Even though I was a kid who loved books, horses, and books about horses, I somehow never read Black Beauty when I was a child. I’m pretty sure I started it and didn’t finish, and I can’t remember why: maybe I tried it when I was a little too young, or maybe I was put off by how didactic it is, or by the fact that there isn’t a central child character/narrator—it’s narrated by Black Beauty, the horse, himself. Whatever the reason I abandoned it when I first picked it up, I’m glad I got around to reading it now. It is very didactic, with lessons about being kind to animals, and giving horses enough light and exercise and not overworking them, and doing your best, and treating others as you would wish to be treated, and intervening when you see someone doing something cruel, but it’s also a sweet story: I cried four times over the course of the novel, so I clearly found it moving.
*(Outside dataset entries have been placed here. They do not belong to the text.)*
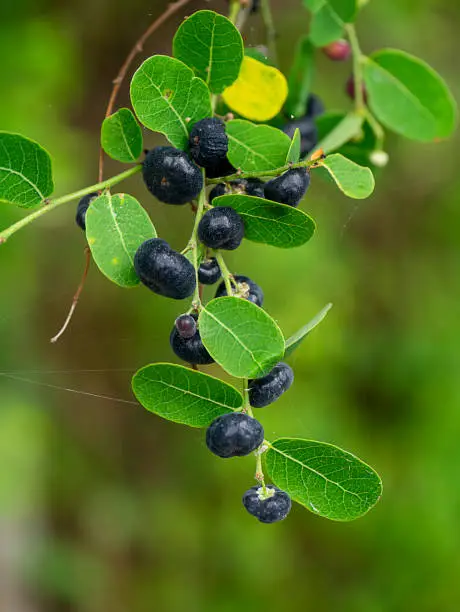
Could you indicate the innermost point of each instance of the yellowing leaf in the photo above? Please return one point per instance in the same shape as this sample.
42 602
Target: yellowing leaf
259 93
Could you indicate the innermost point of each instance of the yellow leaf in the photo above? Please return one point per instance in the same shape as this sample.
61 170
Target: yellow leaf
259 92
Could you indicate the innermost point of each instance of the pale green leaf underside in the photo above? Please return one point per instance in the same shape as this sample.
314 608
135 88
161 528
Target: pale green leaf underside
25 171
270 222
116 226
326 26
168 98
293 155
347 129
240 336
325 479
212 46
184 396
408 96
121 136
353 180
296 339
256 148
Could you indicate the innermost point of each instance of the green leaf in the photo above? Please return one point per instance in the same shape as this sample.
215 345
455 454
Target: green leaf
300 78
25 171
326 27
408 96
353 180
240 336
293 155
121 136
258 53
256 147
169 99
349 127
325 479
184 396
296 339
116 226
345 9
212 46
270 222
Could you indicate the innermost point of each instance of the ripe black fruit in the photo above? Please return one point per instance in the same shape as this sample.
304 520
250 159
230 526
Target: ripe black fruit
164 270
247 288
266 390
83 205
234 435
222 168
270 509
186 326
289 188
190 349
221 228
253 187
209 272
208 142
171 176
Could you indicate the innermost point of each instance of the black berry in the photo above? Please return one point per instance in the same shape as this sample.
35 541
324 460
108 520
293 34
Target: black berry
247 288
308 133
269 507
186 326
191 350
221 228
253 187
171 176
289 188
82 207
209 272
234 435
338 51
208 142
266 390
164 270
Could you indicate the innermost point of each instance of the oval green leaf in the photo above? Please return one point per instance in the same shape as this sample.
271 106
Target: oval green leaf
25 171
116 226
256 148
184 396
121 136
348 128
325 27
296 339
408 96
240 336
270 222
293 155
353 180
169 99
324 478
212 46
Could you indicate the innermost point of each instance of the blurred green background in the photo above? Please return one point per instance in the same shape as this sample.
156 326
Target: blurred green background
103 506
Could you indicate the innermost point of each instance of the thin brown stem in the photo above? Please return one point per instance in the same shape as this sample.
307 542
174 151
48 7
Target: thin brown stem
137 48
76 297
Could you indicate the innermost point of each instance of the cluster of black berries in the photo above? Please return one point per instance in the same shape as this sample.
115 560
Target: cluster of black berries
238 434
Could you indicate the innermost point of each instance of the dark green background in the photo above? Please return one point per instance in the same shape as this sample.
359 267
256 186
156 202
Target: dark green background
104 506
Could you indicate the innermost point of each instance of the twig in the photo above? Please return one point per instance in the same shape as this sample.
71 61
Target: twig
76 297
137 48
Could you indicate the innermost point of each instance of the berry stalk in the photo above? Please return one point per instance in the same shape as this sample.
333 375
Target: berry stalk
50 205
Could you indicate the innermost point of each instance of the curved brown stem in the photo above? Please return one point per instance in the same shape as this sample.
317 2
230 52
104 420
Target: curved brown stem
137 48
76 297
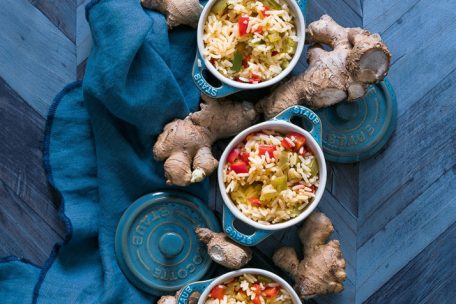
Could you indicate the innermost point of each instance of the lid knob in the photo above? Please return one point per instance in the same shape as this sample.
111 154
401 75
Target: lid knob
347 110
170 244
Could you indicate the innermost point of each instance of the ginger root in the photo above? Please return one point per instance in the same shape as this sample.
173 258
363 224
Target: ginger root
193 299
177 12
322 270
185 144
223 250
357 59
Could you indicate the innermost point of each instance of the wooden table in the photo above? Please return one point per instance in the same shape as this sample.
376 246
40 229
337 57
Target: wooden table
394 214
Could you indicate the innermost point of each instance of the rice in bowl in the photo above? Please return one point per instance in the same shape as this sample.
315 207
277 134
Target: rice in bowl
250 41
271 177
249 289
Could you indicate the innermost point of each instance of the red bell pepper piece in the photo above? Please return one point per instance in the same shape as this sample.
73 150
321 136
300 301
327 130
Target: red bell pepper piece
243 25
299 140
263 149
245 61
271 292
254 201
217 292
257 288
233 155
287 145
245 157
264 11
239 167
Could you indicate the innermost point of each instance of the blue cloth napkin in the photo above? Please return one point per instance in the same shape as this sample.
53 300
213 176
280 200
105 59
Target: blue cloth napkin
97 152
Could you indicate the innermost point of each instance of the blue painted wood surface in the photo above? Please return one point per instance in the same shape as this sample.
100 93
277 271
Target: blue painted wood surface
395 215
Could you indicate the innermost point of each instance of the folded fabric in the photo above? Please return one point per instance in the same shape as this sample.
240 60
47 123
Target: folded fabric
98 156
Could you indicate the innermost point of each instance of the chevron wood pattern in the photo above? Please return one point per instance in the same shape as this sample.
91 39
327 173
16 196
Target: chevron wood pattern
395 214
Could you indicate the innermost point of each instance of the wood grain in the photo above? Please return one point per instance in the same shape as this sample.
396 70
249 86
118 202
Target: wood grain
40 59
427 142
432 282
60 13
394 214
28 218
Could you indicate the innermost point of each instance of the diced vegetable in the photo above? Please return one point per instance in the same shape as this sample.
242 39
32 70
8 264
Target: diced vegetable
254 201
239 167
257 288
287 145
283 161
255 79
313 167
280 183
264 280
237 62
217 292
271 292
219 7
268 196
264 11
245 157
269 149
274 37
233 155
272 3
290 46
243 25
299 141
240 47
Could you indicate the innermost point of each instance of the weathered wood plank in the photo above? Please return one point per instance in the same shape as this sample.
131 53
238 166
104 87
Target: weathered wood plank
418 64
40 59
345 227
62 14
24 233
379 16
83 33
339 10
26 201
356 6
406 235
423 148
343 185
429 274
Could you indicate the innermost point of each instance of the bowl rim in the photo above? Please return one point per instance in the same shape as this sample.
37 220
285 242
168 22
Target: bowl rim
280 126
255 271
301 33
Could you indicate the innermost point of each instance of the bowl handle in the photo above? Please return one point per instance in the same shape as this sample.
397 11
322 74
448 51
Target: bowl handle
239 237
308 115
303 6
184 296
204 86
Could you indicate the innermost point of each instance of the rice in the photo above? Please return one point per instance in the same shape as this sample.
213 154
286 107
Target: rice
271 177
250 40
249 288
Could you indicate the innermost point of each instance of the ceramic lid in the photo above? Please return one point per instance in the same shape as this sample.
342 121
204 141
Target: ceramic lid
156 246
355 131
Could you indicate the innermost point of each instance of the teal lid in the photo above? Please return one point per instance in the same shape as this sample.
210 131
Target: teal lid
355 131
156 245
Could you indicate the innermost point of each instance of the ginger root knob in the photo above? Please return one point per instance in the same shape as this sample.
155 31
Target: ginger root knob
358 58
322 270
223 250
177 12
185 144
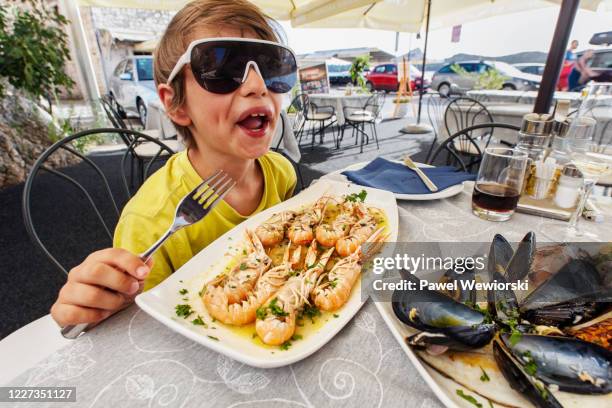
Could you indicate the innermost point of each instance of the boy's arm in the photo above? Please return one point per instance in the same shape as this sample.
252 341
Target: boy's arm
136 234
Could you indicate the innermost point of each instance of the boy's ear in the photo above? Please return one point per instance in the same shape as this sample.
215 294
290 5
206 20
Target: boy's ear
178 116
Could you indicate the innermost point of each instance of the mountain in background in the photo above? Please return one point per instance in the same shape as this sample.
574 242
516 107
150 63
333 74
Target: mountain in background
529 56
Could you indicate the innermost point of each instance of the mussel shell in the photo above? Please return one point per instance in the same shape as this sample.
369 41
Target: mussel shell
564 360
520 264
577 283
520 381
431 311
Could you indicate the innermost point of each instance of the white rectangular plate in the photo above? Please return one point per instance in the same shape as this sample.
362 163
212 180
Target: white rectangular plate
160 301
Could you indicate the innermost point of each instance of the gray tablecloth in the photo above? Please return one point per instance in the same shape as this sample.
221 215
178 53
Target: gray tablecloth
131 360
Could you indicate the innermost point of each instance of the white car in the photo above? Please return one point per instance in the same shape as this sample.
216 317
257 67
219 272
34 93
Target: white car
132 85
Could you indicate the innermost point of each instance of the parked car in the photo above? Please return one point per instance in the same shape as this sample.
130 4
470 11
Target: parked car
536 68
132 85
339 74
447 81
602 64
384 77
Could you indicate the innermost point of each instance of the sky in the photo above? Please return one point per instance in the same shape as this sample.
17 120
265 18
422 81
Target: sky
495 36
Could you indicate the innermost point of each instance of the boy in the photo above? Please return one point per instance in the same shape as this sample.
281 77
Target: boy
221 85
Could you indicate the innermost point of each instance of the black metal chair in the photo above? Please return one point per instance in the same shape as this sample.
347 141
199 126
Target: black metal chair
277 148
436 107
92 185
358 117
473 160
141 151
464 112
313 115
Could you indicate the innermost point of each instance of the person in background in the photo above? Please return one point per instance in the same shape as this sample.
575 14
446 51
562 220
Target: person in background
581 73
568 65
570 54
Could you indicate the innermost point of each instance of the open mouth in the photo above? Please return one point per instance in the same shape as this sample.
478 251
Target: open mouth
255 122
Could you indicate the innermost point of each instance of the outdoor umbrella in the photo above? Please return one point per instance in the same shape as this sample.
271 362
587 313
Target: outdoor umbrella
411 15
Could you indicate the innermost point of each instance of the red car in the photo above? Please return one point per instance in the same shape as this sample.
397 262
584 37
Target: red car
384 77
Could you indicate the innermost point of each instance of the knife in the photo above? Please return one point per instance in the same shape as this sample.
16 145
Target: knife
412 165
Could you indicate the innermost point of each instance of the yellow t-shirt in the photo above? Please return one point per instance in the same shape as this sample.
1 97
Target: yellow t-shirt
150 212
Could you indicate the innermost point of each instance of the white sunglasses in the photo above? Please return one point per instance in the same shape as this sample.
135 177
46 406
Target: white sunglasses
221 65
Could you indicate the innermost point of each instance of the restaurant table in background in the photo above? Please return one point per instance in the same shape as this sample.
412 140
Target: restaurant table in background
525 97
133 358
339 100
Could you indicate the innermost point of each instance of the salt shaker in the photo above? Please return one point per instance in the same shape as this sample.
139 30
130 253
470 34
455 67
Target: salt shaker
569 187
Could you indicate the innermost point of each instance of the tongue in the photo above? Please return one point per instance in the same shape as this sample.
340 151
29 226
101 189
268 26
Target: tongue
252 122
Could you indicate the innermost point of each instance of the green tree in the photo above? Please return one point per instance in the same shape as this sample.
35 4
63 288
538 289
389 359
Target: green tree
491 78
33 50
357 67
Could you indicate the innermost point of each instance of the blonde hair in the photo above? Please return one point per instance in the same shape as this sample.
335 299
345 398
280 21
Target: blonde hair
240 14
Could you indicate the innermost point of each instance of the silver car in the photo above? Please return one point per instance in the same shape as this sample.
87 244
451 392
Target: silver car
132 85
447 81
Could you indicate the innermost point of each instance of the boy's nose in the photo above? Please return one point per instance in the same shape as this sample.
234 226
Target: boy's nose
254 84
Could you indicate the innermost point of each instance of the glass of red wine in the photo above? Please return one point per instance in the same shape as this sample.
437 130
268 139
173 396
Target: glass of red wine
499 183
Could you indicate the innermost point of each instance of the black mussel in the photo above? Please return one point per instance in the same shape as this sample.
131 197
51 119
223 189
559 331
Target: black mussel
444 321
520 264
568 363
573 295
532 388
460 294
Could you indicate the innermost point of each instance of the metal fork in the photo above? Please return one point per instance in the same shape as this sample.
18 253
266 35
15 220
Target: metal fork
192 208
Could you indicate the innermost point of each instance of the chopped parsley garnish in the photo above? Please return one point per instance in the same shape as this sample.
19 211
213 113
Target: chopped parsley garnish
530 366
261 313
484 377
310 312
357 196
515 337
198 321
276 310
183 311
273 308
468 398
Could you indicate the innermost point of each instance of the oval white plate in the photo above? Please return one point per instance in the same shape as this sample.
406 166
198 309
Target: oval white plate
448 192
160 301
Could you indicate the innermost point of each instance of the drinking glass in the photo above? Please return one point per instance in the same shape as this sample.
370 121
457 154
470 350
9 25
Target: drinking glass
594 160
499 183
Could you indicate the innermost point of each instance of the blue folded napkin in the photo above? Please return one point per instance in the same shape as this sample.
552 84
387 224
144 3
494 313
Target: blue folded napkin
398 178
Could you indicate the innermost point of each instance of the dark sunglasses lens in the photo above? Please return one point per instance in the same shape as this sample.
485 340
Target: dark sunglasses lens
219 66
210 67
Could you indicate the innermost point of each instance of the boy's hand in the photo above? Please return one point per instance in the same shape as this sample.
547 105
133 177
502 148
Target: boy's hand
101 285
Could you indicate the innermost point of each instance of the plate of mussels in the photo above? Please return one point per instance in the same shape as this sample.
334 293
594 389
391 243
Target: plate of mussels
550 346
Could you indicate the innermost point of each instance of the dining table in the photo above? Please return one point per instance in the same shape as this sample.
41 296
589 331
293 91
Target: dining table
132 360
339 100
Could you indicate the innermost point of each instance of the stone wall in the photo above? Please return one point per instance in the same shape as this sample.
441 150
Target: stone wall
24 135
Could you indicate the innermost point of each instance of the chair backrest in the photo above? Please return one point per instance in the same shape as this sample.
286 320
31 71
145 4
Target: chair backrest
436 107
464 112
467 162
96 185
113 115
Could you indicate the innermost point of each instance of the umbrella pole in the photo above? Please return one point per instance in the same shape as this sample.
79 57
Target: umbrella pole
418 127
556 56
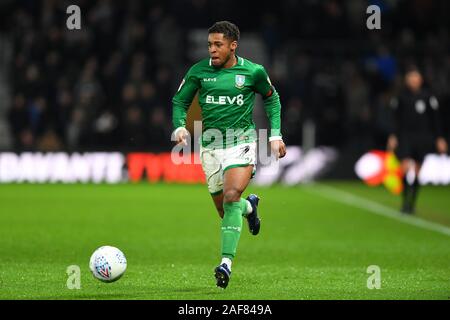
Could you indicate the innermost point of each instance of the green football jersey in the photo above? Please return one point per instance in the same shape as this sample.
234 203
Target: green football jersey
226 98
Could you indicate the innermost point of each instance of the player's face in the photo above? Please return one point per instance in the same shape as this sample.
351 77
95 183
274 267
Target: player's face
414 80
220 49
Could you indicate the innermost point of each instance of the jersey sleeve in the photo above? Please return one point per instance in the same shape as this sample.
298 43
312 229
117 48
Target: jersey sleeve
183 98
272 104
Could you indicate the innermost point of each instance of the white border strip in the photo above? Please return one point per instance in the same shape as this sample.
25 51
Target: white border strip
374 207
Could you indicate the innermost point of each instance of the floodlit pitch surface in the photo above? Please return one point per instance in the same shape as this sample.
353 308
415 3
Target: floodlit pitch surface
316 242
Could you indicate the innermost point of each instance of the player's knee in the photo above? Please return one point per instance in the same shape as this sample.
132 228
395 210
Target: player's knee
231 195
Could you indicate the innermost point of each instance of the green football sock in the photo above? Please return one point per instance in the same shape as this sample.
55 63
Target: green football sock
231 227
243 203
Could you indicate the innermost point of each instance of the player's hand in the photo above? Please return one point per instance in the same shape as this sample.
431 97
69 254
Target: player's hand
181 135
392 143
278 148
441 145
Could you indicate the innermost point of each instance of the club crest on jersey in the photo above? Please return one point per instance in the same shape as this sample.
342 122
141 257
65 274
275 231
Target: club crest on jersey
239 81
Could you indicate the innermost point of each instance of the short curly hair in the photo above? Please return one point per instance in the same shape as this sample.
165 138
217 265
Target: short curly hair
229 30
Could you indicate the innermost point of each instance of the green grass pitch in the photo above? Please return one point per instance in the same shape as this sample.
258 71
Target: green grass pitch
311 246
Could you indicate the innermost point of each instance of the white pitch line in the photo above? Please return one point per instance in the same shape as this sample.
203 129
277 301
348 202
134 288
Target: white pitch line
374 207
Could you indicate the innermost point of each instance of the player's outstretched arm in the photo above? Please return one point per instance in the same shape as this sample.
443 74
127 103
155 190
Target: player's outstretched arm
272 106
180 105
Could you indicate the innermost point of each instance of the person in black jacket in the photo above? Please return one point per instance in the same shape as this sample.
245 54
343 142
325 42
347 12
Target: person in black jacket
416 132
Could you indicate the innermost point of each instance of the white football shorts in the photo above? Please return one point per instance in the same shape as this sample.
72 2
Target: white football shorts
216 161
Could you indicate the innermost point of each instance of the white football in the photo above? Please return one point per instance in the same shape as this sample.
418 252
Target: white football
108 264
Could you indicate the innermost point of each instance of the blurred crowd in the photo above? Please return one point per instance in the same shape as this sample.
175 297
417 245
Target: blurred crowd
110 84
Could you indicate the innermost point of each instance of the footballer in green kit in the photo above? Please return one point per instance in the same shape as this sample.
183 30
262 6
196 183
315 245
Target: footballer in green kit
226 85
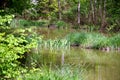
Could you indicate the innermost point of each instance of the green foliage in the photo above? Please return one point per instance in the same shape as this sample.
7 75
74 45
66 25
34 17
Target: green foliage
115 41
65 73
61 24
5 20
27 23
12 48
55 44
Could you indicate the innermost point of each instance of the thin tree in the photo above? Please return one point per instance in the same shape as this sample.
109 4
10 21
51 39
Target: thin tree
59 10
79 12
103 17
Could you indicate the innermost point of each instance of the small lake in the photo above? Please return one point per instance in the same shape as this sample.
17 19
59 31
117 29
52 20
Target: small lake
99 65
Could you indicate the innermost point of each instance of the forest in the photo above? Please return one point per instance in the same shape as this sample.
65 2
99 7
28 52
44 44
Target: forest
59 39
The book starts with Black Beauty talking about being a colt in the countryside, and having a near-idyllic existence there, though the tranquility of life is intruded on slightly by the violence of foxhunting. When Beauty is broken in and sold, things are good at first: he’s in a well-run stable with another horse and a pony, and though he misses his early freedom, his master takes good care of him and he enjoys being useful to his master, and appreciated for his usefulness. Things go downhill, though, when that master’s family has to leave England for his wife’s health: Beauty is sold again, and there are more difficulties at the next place he goes. As the book goes on, Beauty keeps suffering due to human carelessness or bad behavior, though there are always good people as well. We see Beauty’s life as a cab-horse and then a cart-horse, dealing with crowded London streets, and his eventual move back to the countryside. I loved the moments of high adventure in the book, like when Beauty is out on a very stormy night, or when there’s a fire, but I also liked the everyday moments of connection between horses and people, all the moments when someone feeds Beauty well, or pats him and talks kindly to him.